Bereits im Trainingscamp und den Vorbereitungsspielen für die Saison 2018/19 wurde deutlich, dass die Blackhawks eine gute Wahl getroffen hatten. Kahun kam in fünf der sechs offiziellen Testmatches zum Einsatz, schoss zwei Tore und bereitete zwei Treffer vor. Er sicherte sich nicht nur einen Platz im NHL-Kader, sondern begann sogar in der Top-Reihe. Als Rechtsaußen spielte er zusammen mit Kapitän und Center Jonathan Toews und Linksaußen Alex DeBrincat.
Kahun absolvierte in seiner Rookie-Saison alle 82 Hauptrunden-Begegnungen und sammelte 37 Scorerpunkte (13 Tore, 24 Assists).
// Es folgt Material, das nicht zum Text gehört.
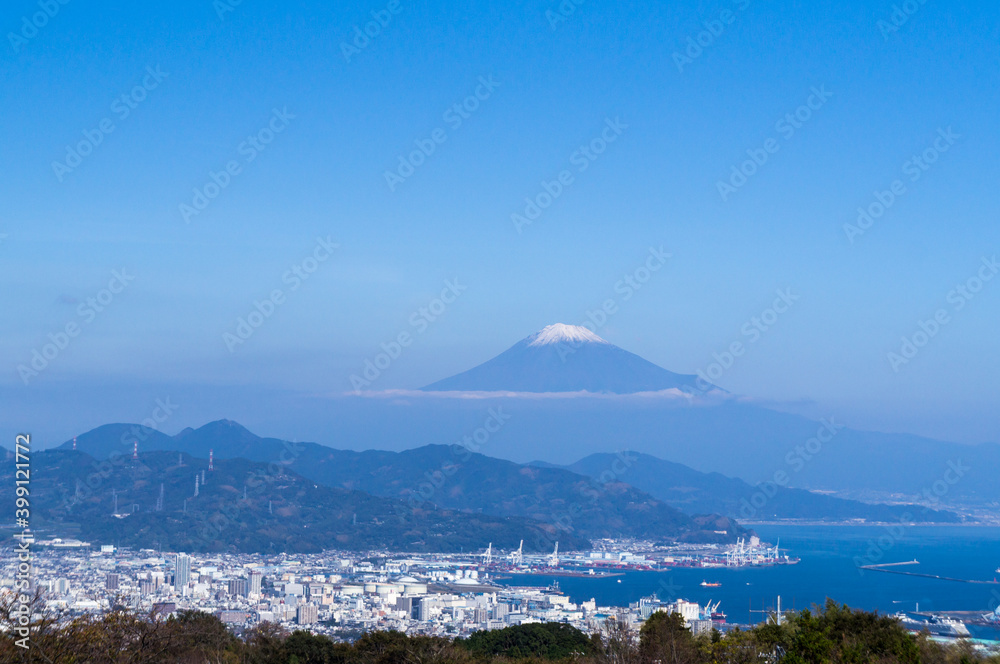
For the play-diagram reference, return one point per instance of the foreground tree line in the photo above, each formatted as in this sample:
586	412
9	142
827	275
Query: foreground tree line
831	634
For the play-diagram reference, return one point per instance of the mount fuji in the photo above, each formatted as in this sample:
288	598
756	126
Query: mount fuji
565	358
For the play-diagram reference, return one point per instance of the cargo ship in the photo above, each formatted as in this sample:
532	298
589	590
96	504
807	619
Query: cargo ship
936	625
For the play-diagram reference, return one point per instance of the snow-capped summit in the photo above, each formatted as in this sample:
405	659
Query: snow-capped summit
562	333
566	358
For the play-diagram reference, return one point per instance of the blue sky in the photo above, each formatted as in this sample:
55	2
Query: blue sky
344	124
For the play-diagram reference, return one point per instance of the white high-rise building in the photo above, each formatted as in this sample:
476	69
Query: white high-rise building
182	570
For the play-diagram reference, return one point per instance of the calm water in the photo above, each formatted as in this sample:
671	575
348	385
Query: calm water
827	570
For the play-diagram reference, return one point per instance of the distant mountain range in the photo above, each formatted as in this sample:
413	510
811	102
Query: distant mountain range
566	358
601	496
244	506
441	476
693	491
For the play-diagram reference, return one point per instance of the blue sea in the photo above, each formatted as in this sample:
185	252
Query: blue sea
827	569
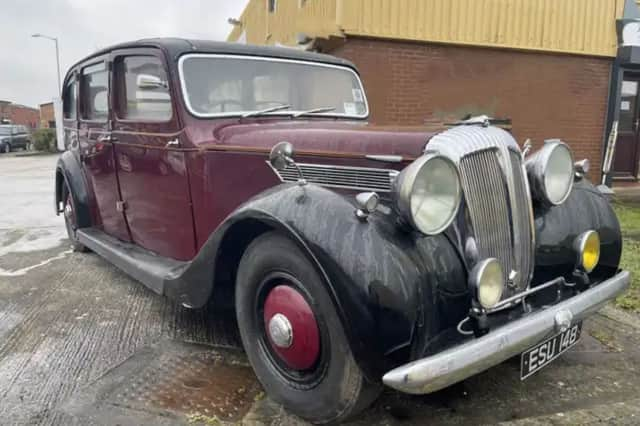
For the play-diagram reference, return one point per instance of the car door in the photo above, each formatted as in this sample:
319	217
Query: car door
70	113
96	147
15	138
150	155
24	137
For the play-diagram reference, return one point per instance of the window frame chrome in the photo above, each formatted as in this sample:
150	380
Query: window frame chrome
187	101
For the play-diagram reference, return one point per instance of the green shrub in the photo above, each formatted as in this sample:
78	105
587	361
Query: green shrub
44	140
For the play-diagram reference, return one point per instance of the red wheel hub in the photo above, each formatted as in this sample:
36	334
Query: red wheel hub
291	327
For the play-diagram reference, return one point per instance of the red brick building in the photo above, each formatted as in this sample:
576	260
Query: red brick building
19	114
47	116
547	66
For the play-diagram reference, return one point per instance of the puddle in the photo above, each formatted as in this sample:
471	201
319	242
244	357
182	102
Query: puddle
194	384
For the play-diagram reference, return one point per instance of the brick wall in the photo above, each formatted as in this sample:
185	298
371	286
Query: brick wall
545	95
47	116
20	114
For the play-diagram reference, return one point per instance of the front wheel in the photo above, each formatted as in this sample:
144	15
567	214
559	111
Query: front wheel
292	334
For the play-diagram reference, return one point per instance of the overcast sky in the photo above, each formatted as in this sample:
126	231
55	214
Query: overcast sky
28	65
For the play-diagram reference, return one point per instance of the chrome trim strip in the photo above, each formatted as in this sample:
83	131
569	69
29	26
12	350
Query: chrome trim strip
460	362
385	158
187	101
372	179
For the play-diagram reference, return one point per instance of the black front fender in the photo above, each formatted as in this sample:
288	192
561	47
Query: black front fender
557	228
386	282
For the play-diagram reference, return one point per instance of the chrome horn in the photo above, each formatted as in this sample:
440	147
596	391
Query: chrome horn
281	156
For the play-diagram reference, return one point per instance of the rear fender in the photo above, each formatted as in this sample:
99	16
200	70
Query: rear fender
69	170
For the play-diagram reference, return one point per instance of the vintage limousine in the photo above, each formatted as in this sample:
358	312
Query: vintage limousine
354	255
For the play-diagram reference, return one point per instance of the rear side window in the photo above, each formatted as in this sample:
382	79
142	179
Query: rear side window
95	92
69	101
143	89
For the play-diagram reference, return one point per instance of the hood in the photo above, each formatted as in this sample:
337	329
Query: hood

Dennoch war für ihn nach einem Jahr Schluss bei den Blackhawks. Im Zuge von Umbaumaßnahmen im Kader wurde er zu den Pittsburgh Penguins getradet. Trotzdem zog Kahun ein rundum positives Fazit seines Aufenthalts bei den Blackhawks. "In Chicago hatte ich ein super Jahr. Ich bin sehr dankbar für die Zeit", sagte er vor einigen Monaten in einem Gespräch mit NHL.com/de.
Als Verteidiger Ehrhoff Ende Februar 2016 von den Los Angeles Kings zu den Blackhawks wechselte, zeichnete sich das Ende seiner NHL-Laufbahn bereits ab. Die Kalifornier hatten ihn ins AHL-Farmteam nach Ontario abgeschoben. Im Zuge der NHL Trade Deadline sicherte sich Chicago die Dienste des Routiniers. Anfangs gehörte er regelmäßig zu den Auserwählten von Trainer Joel Quenneville. Doch dann verlor er auch bei den Blackhawks seinen Stammplatz. Letztendlich brachte er es auf acht Spiele in der regulären Saison und zwei Assists.
Sieben in Deutschland, der Schweiz und Österreich geborene Spieler haben die Blackhawks in ihrer Klubhistorie gedraftet. Der erste war mit Andreas Lupzig (1988, 12. Runde, Position 239) ein Deutscher. Ein NHL-Einsatz blieb ihm allerdings verwehrt. Gleiches gilt für seinen Landsmann Mirko Höfflin (2010, 6. Runde, 151. Stelle), die Schweizer Lars Weibel (1994, 10. Runde, 248. Stelle) und Arne Ramholt (2000, 9. Runde, 291. Stelle) sowie den Österreicher Matthias Trattnig (1998, 4. Runde, 94. Stelle).
Für Philipp Kurashev (2018, 4. Runde, 120) stehen die Vorzeichen dagegen gut, nach von Arx der zweite Schweizer Draftpick der Blackhawks zu werden, der dort auch zu NHL-Ehren kommt. Der Angreifer unterzeichnete im März 2019 einen Vertrag in Chicago und überzeugte zuletzt in der AHL-Filiale in Rockford.